1.3.16

Abóboras cozidas



«Kim Jong-un, que julga governar um país de desenhos animados, diz ter uma arma assombrosa que transforma tanques de guerra em "abóboras cozidas". Não sendo Flash Gordon, Kim é um ilusionista pop. Diverte enquanto não comete loucuras.

A Europa, mais conservadora, tem também as suas fotocópias de Kim. Estas são mais discretas mas vão contaminando aquilo que, há uns anos, era o sonho de uma Europa justa, poderosa e iluminista. Rendida à fé da austeridade e à sobrevivência do euro, a Europa tornou-se uma abóbora cozida. As crises institucionais para a formação de governos estáveis, ultrapassadas em Portugal, mas tempestuosas em Espanha e Irlanda, são sintomas de uma gripe mais sólida.

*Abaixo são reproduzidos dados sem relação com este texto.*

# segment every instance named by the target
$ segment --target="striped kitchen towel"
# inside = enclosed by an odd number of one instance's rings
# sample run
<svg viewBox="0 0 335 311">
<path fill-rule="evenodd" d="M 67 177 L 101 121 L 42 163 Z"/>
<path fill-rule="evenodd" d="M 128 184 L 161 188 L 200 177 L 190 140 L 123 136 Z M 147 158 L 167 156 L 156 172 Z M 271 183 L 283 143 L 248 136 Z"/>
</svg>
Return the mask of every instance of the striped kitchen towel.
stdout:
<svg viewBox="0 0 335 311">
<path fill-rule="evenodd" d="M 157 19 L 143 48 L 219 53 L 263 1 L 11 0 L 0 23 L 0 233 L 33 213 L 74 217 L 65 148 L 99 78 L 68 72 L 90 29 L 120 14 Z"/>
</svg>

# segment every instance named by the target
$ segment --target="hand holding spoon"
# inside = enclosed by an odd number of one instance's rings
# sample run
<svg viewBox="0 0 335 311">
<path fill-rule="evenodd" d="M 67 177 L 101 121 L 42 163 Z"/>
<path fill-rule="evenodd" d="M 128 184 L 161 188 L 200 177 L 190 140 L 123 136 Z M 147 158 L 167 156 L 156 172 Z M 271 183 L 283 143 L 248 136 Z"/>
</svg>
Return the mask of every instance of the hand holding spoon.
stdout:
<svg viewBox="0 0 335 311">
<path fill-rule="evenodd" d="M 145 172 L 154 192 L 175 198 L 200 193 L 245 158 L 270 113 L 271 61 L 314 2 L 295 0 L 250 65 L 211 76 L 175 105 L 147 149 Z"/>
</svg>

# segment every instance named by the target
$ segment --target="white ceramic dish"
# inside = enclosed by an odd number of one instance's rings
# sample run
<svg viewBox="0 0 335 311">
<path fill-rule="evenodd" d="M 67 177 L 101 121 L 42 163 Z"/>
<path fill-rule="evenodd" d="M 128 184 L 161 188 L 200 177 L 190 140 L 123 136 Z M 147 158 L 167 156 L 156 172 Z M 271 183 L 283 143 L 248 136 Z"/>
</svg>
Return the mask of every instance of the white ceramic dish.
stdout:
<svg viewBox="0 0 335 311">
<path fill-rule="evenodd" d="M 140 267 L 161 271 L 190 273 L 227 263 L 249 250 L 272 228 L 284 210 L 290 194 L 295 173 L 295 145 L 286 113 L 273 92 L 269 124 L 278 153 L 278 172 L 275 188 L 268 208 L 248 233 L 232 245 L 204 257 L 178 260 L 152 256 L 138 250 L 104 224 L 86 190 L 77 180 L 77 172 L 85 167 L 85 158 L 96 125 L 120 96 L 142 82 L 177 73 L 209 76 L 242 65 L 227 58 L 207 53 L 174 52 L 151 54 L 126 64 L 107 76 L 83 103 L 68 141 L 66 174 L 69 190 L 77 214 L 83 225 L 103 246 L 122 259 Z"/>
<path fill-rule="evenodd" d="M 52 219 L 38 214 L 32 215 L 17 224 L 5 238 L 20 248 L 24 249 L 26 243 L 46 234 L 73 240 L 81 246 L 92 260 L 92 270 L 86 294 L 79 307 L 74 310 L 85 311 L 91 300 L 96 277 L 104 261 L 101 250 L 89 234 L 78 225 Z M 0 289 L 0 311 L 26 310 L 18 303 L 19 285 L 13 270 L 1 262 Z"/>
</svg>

A Europa está sob o efeito de um degelo e ainda não quis reparar nisso. As fracturas parecem cogumelos a nascer com a Primavera. A crise dos refugiados, o previsível fim de Schengen como o conhecemos, a "democracia musculada" dos países do Leste da UE ou o "Brexit" são muito mais do que nuvens passageiras. São tempestades demasiado fortes para se fingir que não existem. Mas numa Europa que só pensa em números (os dos défices, mas não os outros…) é evidente que, mais tarde ou mais cedo, alguém tivesse de começar a falar do tabu: o pagamento das dívidas soberanas. (…)

Mas chegará o dia em que renegociar a dívida não será um tabu. Sabe-se que ela é impossível de pagar. E que aumentou com as aspirinas da troika. Ninguém, neste momento, pode dizer: "Não pago." Será excomungado e guilhotinado em Bruxelas e Berlim. António Costa, que não quer acabar como uma abóbora cozida, vai esperar.»